Chen et. al. 2017 proposes a Atrous Spatial Pyramid Pooling (ASPP) to segment objects robustly at multiple scales.
ASPP probes effective fields-of-views (FOV) and convolutional feature layer with filters at multiple sampling rates, and then captures objects image context at multiple scales.
Zhao et al. 2016 exploits the capability of global context information by different-region based context aggregationand names their pyramid scene parsing network (PSPNet).
The pyramid pooling adopts different scales of pooling size, then does up-sample processon the outputs to the original size, and finally concatenates the results to form a mixed featurerepresentation.
In figure, different scales of pooling sizes are marked with different colors.
Feature Pyramid
Recent deep learning object detectors have avoided pyramid representation because it is compute and memory intensive.
Lin et. al. 2016 exploit the multi-scale, pyramidal hierarchy of CNN to construct feature pyramids with marginal extra cost.
Also, Feature Pyramid Network (FPN) is developed for building high-level semantic feature maps at all scales.
Recognition algorithms based on CNNs use the output of the last layer as a feature representation. However, the information in this layer is too coarse for dense prediction. On the contrary, earlier layers may be precise in localization, but they will not capture semantics.
To get the best of both advantages, Hariharan et. al. 2015 define the hypercolumns as the vector of activations of all CNN units above that pixel. Shown in figure.
Multi-model is an ensemble way to deal with image tasks.
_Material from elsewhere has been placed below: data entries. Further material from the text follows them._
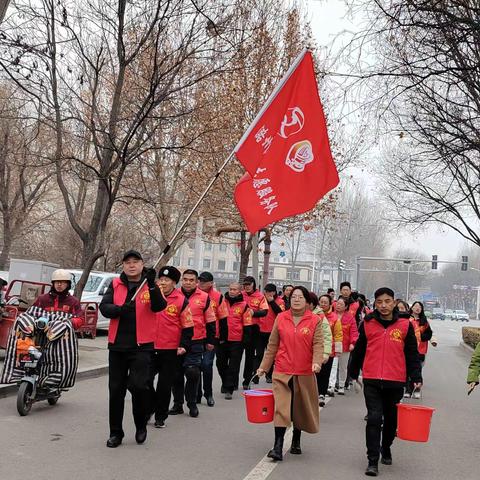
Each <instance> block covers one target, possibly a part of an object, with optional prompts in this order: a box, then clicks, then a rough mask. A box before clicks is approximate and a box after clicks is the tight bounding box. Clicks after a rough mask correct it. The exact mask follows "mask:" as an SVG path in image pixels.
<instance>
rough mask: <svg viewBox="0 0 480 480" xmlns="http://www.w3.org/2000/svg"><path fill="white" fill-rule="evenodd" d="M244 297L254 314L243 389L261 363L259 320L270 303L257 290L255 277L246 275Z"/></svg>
mask: <svg viewBox="0 0 480 480" xmlns="http://www.w3.org/2000/svg"><path fill="white" fill-rule="evenodd" d="M242 295H243V298H244V299H245V300H246V302H247V304H248V308H250V310H251V315H252V321H253V324H252V328H251V335H250V336H249V338H248V343H245V364H244V367H243V382H242V386H243V389H244V390H246V389H247V388H248V386H249V384H250V382H251V381H252V378H253V376H254V375H255V370H256V367H257V365H258V364H259V363H260V359H259V352H257V347H258V345H259V340H258V337H259V336H260V326H259V320H260V318H261V317H265V316H266V315H267V313H268V303H267V301H266V300H265V297H264V295H263V293H262V292H260V290H257V283H256V281H255V279H254V278H253V277H250V276H248V277H245V278H244V279H243V291H242ZM254 383H258V379H254Z"/></svg>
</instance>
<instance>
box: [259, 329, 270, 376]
mask: <svg viewBox="0 0 480 480" xmlns="http://www.w3.org/2000/svg"><path fill="white" fill-rule="evenodd" d="M269 339H270V333H268V332H259V334H258V337H257V362H256V364H255V372H256V371H257V369H258V367H260V364H261V363H262V359H263V354H264V353H265V350H266V349H267V345H268V340H269ZM272 374H273V365H272V368H271V369H270V370H269V371H268V372H267V374H266V375H265V376H266V377H267V378H270V379H271V378H272Z"/></svg>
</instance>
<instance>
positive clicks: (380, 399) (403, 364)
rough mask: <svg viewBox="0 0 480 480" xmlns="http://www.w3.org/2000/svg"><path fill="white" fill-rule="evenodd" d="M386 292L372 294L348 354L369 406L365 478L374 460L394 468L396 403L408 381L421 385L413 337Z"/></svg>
mask: <svg viewBox="0 0 480 480" xmlns="http://www.w3.org/2000/svg"><path fill="white" fill-rule="evenodd" d="M394 299H395V295H394V293H393V291H392V290H391V289H390V288H387V287H382V288H379V289H378V290H377V291H376V292H375V310H374V312H373V313H372V314H370V315H368V316H366V317H365V320H364V322H363V323H362V324H361V325H360V328H359V337H358V340H357V342H356V344H355V348H354V349H353V351H352V360H351V364H350V377H351V378H352V379H353V380H356V381H358V378H359V375H360V370H362V372H363V385H364V389H363V391H364V396H365V403H366V406H367V411H368V415H367V426H366V443H367V457H368V466H367V469H366V471H365V475H367V476H372V477H375V476H377V475H378V462H379V459H380V455H381V462H382V463H383V464H384V465H391V464H392V452H391V446H392V443H393V440H394V438H395V432H396V430H397V404H398V403H399V402H400V400H401V399H402V396H403V388H404V386H405V383H406V381H407V378H411V379H412V381H413V382H414V386H415V388H419V387H421V385H422V369H421V365H420V358H419V356H418V350H417V339H416V337H415V331H414V329H413V325H412V324H411V323H410V320H409V318H405V317H402V316H401V315H400V314H399V312H398V310H397V309H396V308H395V300H394Z"/></svg>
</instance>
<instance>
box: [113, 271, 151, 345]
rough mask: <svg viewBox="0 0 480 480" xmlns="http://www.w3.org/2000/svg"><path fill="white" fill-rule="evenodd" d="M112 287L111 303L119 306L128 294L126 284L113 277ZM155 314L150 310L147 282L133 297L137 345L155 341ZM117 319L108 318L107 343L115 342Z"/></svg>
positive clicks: (149, 300)
mask: <svg viewBox="0 0 480 480" xmlns="http://www.w3.org/2000/svg"><path fill="white" fill-rule="evenodd" d="M112 287H113V303H114V304H115V305H119V306H120V305H123V304H124V303H125V299H126V298H127V294H128V288H127V286H126V285H125V284H124V283H123V282H122V281H121V280H120V278H114V279H113V282H112ZM156 315H157V314H156V313H155V312H152V309H151V308H150V292H149V291H148V286H147V284H145V285H144V286H143V287H142V289H141V290H140V292H139V294H138V295H137V296H136V297H135V319H136V330H137V343H138V345H141V344H142V343H152V342H153V341H155V335H156V332H157V316H156ZM119 320H120V319H118V318H112V319H111V320H110V326H109V327H108V341H109V343H115V338H116V337H117V331H118V322H119Z"/></svg>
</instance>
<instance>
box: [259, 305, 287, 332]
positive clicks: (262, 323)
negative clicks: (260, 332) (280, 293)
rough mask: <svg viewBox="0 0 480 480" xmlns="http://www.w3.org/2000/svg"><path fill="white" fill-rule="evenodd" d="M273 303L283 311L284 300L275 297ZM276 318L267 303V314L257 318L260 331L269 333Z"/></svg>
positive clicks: (269, 305) (271, 308)
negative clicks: (283, 300)
mask: <svg viewBox="0 0 480 480" xmlns="http://www.w3.org/2000/svg"><path fill="white" fill-rule="evenodd" d="M275 303H276V304H277V305H278V306H279V307H280V308H281V309H282V311H285V302H284V301H283V300H282V299H281V298H280V297H277V298H276V299H275ZM278 315H280V314H278ZM276 318H277V314H276V313H275V312H274V311H273V310H272V308H271V307H270V305H269V306H268V313H267V316H266V317H261V318H259V319H258V320H259V322H258V323H259V325H260V331H261V332H263V333H271V331H272V328H273V324H274V322H275V319H276Z"/></svg>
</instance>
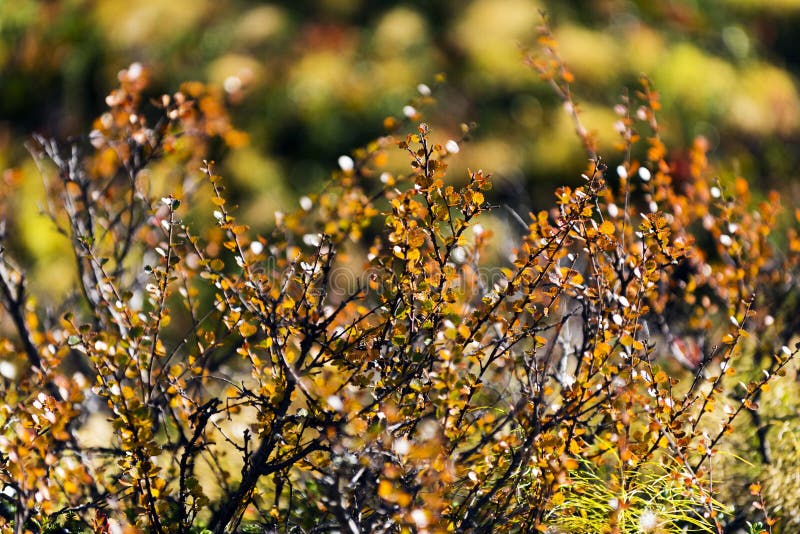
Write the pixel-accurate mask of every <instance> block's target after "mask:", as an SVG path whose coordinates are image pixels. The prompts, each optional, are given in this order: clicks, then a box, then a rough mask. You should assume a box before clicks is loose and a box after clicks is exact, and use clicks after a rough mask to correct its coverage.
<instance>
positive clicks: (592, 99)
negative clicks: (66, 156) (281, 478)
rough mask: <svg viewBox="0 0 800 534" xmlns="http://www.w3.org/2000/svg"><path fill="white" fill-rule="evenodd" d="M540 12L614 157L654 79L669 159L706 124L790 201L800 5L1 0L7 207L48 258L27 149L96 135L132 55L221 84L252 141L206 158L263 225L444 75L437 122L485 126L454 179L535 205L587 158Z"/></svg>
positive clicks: (517, 209)
mask: <svg viewBox="0 0 800 534" xmlns="http://www.w3.org/2000/svg"><path fill="white" fill-rule="evenodd" d="M541 9H544V10H546V11H547V13H548V15H549V17H550V20H551V25H552V26H553V28H554V30H555V34H556V37H557V38H558V40H559V42H560V50H561V53H562V54H563V56H564V58H565V59H566V61H567V63H568V65H569V66H570V67H571V68H572V70H573V72H574V74H575V75H576V79H577V80H576V83H575V90H576V98H577V100H578V102H580V103H581V105H582V107H583V109H584V111H585V115H584V122H585V124H586V126H587V127H589V128H590V129H593V130H597V132H598V135H599V139H600V141H601V153H602V154H604V155H605V157H606V159H607V160H610V161H611V162H612V163H613V162H614V161H615V160H619V159H620V155H619V154H618V153H616V152H615V150H614V149H613V145H614V142H615V141H616V139H617V134H616V133H615V131H614V129H613V123H614V121H615V120H616V117H615V115H614V113H613V109H612V108H613V105H614V104H615V103H616V102H618V100H619V97H620V95H621V94H623V92H624V91H625V90H626V88H634V87H635V86H636V81H637V79H638V77H639V76H640V74H642V73H644V74H647V75H648V76H649V77H650V78H651V79H652V80H653V82H654V85H655V87H656V89H657V90H659V91H660V93H661V95H662V102H663V110H662V114H661V122H662V125H663V126H664V136H665V138H666V140H667V142H668V146H670V147H673V148H674V149H675V151H674V152H673V153H671V158H672V159H673V160H674V161H678V162H680V161H681V159H682V158H685V154H684V152H682V151H681V147H687V146H689V144H690V143H691V140H692V138H693V137H694V136H696V135H704V136H706V137H707V138H708V139H709V141H710V146H711V148H712V152H711V154H710V157H711V158H712V160H715V161H718V162H721V167H722V169H727V170H728V171H729V172H731V173H734V172H735V173H741V174H742V175H743V176H745V177H747V178H748V179H749V180H750V181H751V183H752V184H753V185H754V187H755V188H757V189H758V188H761V189H766V188H778V189H782V190H785V191H787V192H788V193H790V194H794V193H796V192H795V191H791V190H792V189H794V188H795V184H796V182H797V180H796V178H797V176H798V164H799V163H800V150H798V149H797V147H798V144H797V140H798V128H799V126H800V97H799V96H798V89H797V75H798V72H800V47H798V46H797V41H796V36H797V30H798V29H800V0H769V1H756V0H716V1H711V0H695V1H692V0H663V1H659V2H652V1H649V0H641V1H632V0H627V1H626V0H594V1H566V0H562V1H556V0H550V1H545V0H539V1H533V0H472V1H466V0H458V1H456V0H438V1H424V0H417V1H411V2H405V3H398V2H387V1H376V0H295V1H291V2H288V1H285V2H274V3H256V2H246V1H242V0H234V1H226V2H217V1H213V0H168V1H165V0H137V1H136V2H132V1H130V0H97V1H89V0H50V1H34V0H0V170H2V169H5V171H3V179H4V180H6V181H9V180H11V176H12V174H14V173H15V172H16V174H15V175H16V176H19V175H20V174H21V175H22V176H24V184H23V186H22V195H21V197H19V198H18V200H17V201H15V202H14V207H13V210H14V211H13V213H11V214H10V215H11V216H12V217H16V218H17V219H20V220H24V224H20V225H18V226H17V227H18V228H21V231H22V232H23V234H24V235H22V236H21V237H20V241H21V242H22V243H23V246H25V247H27V248H28V250H29V252H30V256H31V257H32V258H34V259H38V260H39V262H40V263H41V262H42V261H44V262H45V263H46V261H47V258H48V250H49V249H47V247H46V243H45V244H43V242H44V241H46V240H43V239H42V235H43V232H44V230H42V228H44V227H46V226H47V225H48V224H49V223H48V222H47V220H46V219H44V218H43V217H38V218H37V216H36V213H37V209H38V208H37V207H36V206H37V202H39V199H38V198H37V195H38V194H39V193H40V189H37V187H40V186H37V185H34V182H37V180H38V178H37V177H36V170H35V167H34V166H33V164H32V162H31V158H30V156H29V155H28V154H27V152H26V151H25V148H24V143H25V142H26V140H28V139H30V136H31V134H32V132H39V133H42V134H45V135H48V136H55V137H58V138H61V139H66V138H69V137H70V136H75V135H85V134H86V133H87V132H88V131H89V130H90V129H91V122H92V119H93V118H95V117H96V116H98V115H99V114H100V113H101V112H102V111H103V107H104V97H105V95H106V94H107V93H108V91H109V90H111V89H112V88H113V87H114V86H115V83H116V76H117V72H118V71H119V70H120V69H122V68H125V67H127V66H128V65H129V64H131V63H132V62H135V61H138V62H142V63H143V64H144V65H146V66H147V67H148V68H149V69H150V70H151V73H152V79H153V84H152V88H151V89H152V93H153V95H156V94H160V93H162V92H168V93H171V92H174V91H175V90H176V89H177V88H178V86H179V84H180V83H181V82H183V81H186V80H200V81H204V82H208V83H211V84H215V85H218V86H220V87H222V88H224V91H225V93H226V98H227V100H228V101H229V103H230V105H231V115H232V119H233V123H234V125H235V126H236V127H238V128H240V129H242V130H244V131H246V132H247V133H248V134H249V135H250V142H249V144H248V145H247V146H245V147H243V148H238V149H235V150H234V149H227V150H222V149H221V150H220V152H219V153H217V154H210V155H209V157H211V158H213V159H216V160H217V161H218V162H219V163H220V164H221V172H222V173H223V174H225V175H226V176H227V178H228V180H229V182H230V183H231V184H232V185H233V188H234V189H235V190H236V191H238V195H239V198H240V199H241V209H242V211H243V213H244V215H243V218H244V219H245V220H246V221H247V222H248V223H250V224H253V225H254V226H255V227H256V228H258V227H259V224H261V223H260V221H261V220H264V222H263V224H264V225H265V226H266V225H269V224H270V223H271V220H272V213H273V212H274V211H275V210H279V209H281V210H288V209H292V206H296V200H297V198H298V197H299V196H300V195H303V194H305V193H309V192H313V191H315V190H317V189H318V188H319V186H320V184H321V183H323V182H324V180H325V179H326V177H327V176H328V175H329V174H330V172H331V171H332V170H333V169H334V168H335V167H336V161H337V158H338V156H339V155H341V154H345V153H348V152H349V151H351V150H352V149H354V148H356V147H358V146H361V145H363V144H365V143H366V142H368V141H369V140H370V139H373V138H374V137H376V136H378V135H381V134H382V133H383V132H384V130H383V126H382V124H383V119H384V118H385V117H386V116H390V115H394V116H398V117H400V116H402V108H403V106H404V105H406V104H409V103H410V102H412V101H413V100H414V99H415V98H418V97H419V93H418V92H417V89H416V88H417V86H418V84H420V83H425V84H428V85H430V86H431V87H435V91H434V97H435V99H436V103H435V105H433V106H430V108H429V110H426V113H429V115H428V116H427V117H426V120H427V119H430V121H431V123H432V124H433V126H434V136H435V137H436V138H437V140H440V141H442V142H444V141H445V140H447V139H448V138H451V137H453V138H458V136H459V135H460V130H459V124H460V123H461V122H471V121H474V122H476V123H477V124H478V128H477V130H475V133H474V135H473V137H472V139H471V141H470V143H469V145H468V146H466V147H464V150H462V151H461V152H460V153H459V154H458V155H457V156H456V157H454V158H453V160H452V168H453V172H454V174H455V175H456V176H458V174H456V173H458V172H463V169H465V168H467V167H470V168H482V169H484V170H486V171H488V172H491V173H492V174H493V175H494V176H495V181H496V186H495V188H496V194H497V195H498V197H499V199H500V200H501V201H504V202H507V203H508V204H510V205H511V207H513V208H514V209H516V210H517V211H519V212H521V213H525V212H527V211H528V210H529V209H539V208H544V207H546V206H548V205H549V204H550V203H551V199H552V198H553V197H552V193H551V192H552V189H553V187H554V186H556V185H559V184H562V183H565V182H572V181H574V180H575V177H576V176H577V174H578V172H579V171H580V170H581V169H582V168H583V167H584V165H585V158H584V155H583V153H582V151H581V148H580V144H579V142H578V140H577V138H576V137H575V135H574V134H573V132H572V127H571V124H570V122H569V119H568V117H567V116H566V114H565V113H564V112H563V110H562V109H561V106H560V105H559V102H558V101H557V99H556V98H555V96H554V95H553V94H552V91H551V90H550V88H549V87H548V86H547V85H546V84H545V83H543V82H542V81H540V80H539V79H538V77H537V75H536V74H535V73H533V72H532V71H531V70H530V69H528V68H527V67H526V66H524V65H523V61H522V58H523V56H524V49H525V48H526V47H533V46H535V40H536V36H537V27H538V26H539V25H540V23H541V15H540V10H541ZM438 73H443V74H444V75H445V76H446V81H445V82H444V83H443V84H436V83H435V79H436V76H437V74H438ZM12 169H14V170H15V171H14V170H12ZM29 184H30V185H29ZM795 198H796V197H795ZM267 219H269V220H267ZM37 247H38V248H37ZM55 250H56V249H52V250H50V252H49V254H50V259H54V257H55V256H56V255H57V253H56V252H54V251H55Z"/></svg>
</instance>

Also approached in some papers.
Li et. al. 2017 propose deep layer cascade (LC) method to improve the accuracy and speed of semantic segmentation.
Unlike the conventional model cascade (MC) that consists of multiple independent models, LC treats a single deep model as a cascade of several sub-models and classifies most of the easy regions in the shallow stage and makes deeper stage focus on a few hard regions.
It not only improves the segmentation performance but also accelerates both training and testing of deep network.
Conclusion
This review mentions some pure DL based approaches to semantic segmentation alongwith lot of traditional inspired DL based approaches.
Some other review paper also needs to be read which mentions more recent papers (this is only upto 2017).
This paper also misses other segmentation architectures like U-Net, E-Net, etc.